Deep Learning for Cardiac Overload Estimation - Predicting B-Type Natriuretic Peptide (BNP) Levels From Heart Sounds and Electrocardiogram.

Abstract

Background: B-type natriuretic peptide (BNP) and N-terminal pro-BNP (NT-pro-BNP) are key biomarkers used for heart failure (HF) management. Although traditional auscultation lacks objective evaluation, the SSS01-series phonocardiogram enables rapid recording of heart sounds and ECG. We developed a deep-learning model to estimate plasma BNP levels from these non-invasive dynamic physiological signals, with the aim of validating the model's performance with an external validation dataset and assessing its feasibility for clinical application.

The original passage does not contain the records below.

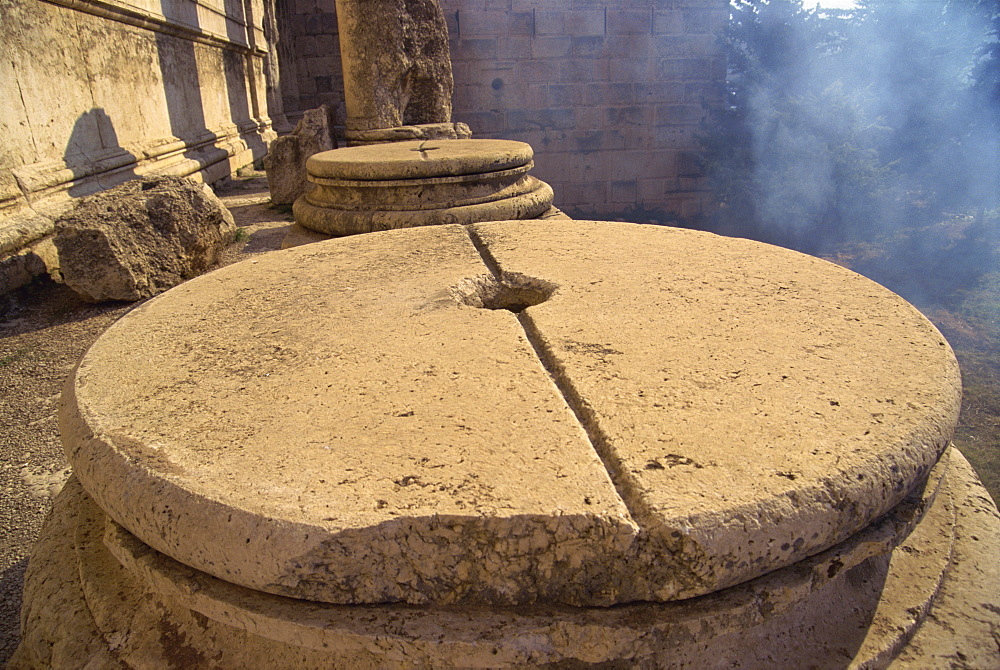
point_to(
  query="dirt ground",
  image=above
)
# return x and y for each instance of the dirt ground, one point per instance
(44, 329)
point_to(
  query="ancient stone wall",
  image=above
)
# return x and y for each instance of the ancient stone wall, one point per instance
(95, 92)
(609, 93)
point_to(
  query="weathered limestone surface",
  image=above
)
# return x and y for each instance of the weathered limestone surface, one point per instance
(419, 183)
(916, 589)
(396, 62)
(141, 238)
(664, 414)
(285, 161)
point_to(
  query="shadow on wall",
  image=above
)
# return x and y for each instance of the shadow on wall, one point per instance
(93, 150)
(179, 74)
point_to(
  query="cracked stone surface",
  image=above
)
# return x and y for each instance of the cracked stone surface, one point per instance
(583, 413)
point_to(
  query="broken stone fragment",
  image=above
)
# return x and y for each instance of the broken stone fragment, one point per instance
(141, 238)
(285, 162)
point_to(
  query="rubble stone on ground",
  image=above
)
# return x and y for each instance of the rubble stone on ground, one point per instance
(141, 238)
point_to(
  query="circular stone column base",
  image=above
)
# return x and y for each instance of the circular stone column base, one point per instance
(915, 589)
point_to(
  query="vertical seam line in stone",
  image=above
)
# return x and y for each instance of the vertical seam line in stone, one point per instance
(585, 417)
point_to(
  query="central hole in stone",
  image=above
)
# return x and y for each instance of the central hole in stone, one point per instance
(513, 292)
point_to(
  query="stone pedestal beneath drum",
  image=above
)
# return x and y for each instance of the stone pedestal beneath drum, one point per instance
(419, 183)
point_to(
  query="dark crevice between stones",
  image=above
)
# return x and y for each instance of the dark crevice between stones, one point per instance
(515, 292)
(512, 292)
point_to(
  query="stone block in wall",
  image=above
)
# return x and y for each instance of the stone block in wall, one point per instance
(473, 23)
(474, 49)
(557, 46)
(584, 70)
(520, 23)
(629, 21)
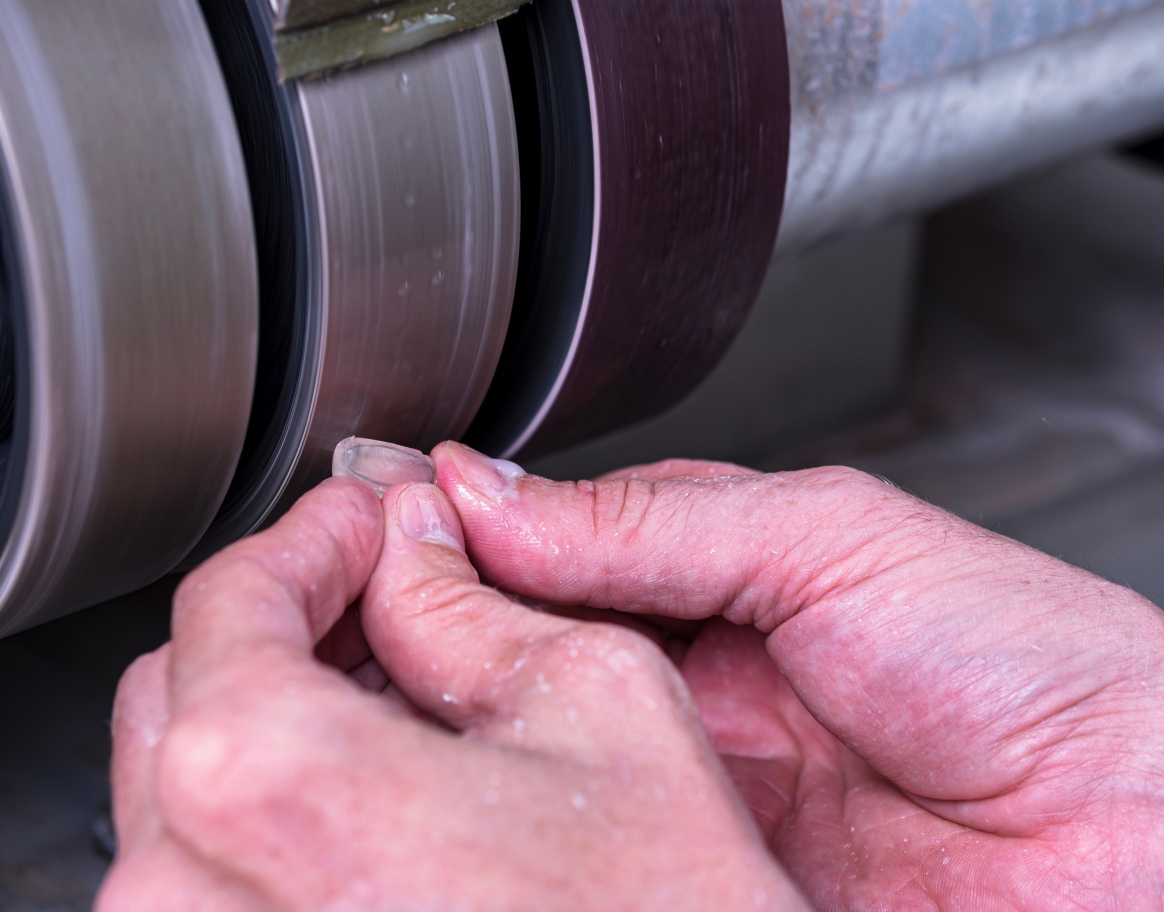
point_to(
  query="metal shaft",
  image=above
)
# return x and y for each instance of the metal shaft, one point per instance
(901, 105)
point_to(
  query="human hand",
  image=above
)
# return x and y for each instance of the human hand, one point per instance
(522, 761)
(921, 714)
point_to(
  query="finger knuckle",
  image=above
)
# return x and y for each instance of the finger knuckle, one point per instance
(611, 655)
(212, 768)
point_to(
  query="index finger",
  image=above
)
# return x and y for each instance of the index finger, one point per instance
(279, 590)
(957, 662)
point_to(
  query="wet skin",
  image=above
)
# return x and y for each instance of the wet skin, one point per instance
(881, 706)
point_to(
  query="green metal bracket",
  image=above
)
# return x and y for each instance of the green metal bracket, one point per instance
(314, 37)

Methods and results: This multicenter study evaluated the estimated BNP (eBNP) model for predicting plasma BNP levels ≥100 pg/mL using 8 s of heart sound and ECG data. Validation was performed on an external validation dataset of 140 patients, achieving an area under the receiver operating characteristic curve (AUROC) of 0.895, with sensitivity and specificity of 84.3% and 82.9%, respectively. Subgroup analysis of patients with body mass index of 18.5-25 (n=127) showed more substantial predictive capability, with an AUROC of 0.959, sensitivity of 92.5%, and specificity of 84.8%.

Conclusions: The eBNP model demonstrated strong potential for non-invasive and rapid HF screening. Its simplicity and objectivity make it ideally suited for point-of-care testing, offering a promising approach for early HF diagnosis and detection monitoring of HF exacerbations. These findings, validated on datasets independent of training, highlight the model's robustness across diverse clinical populations.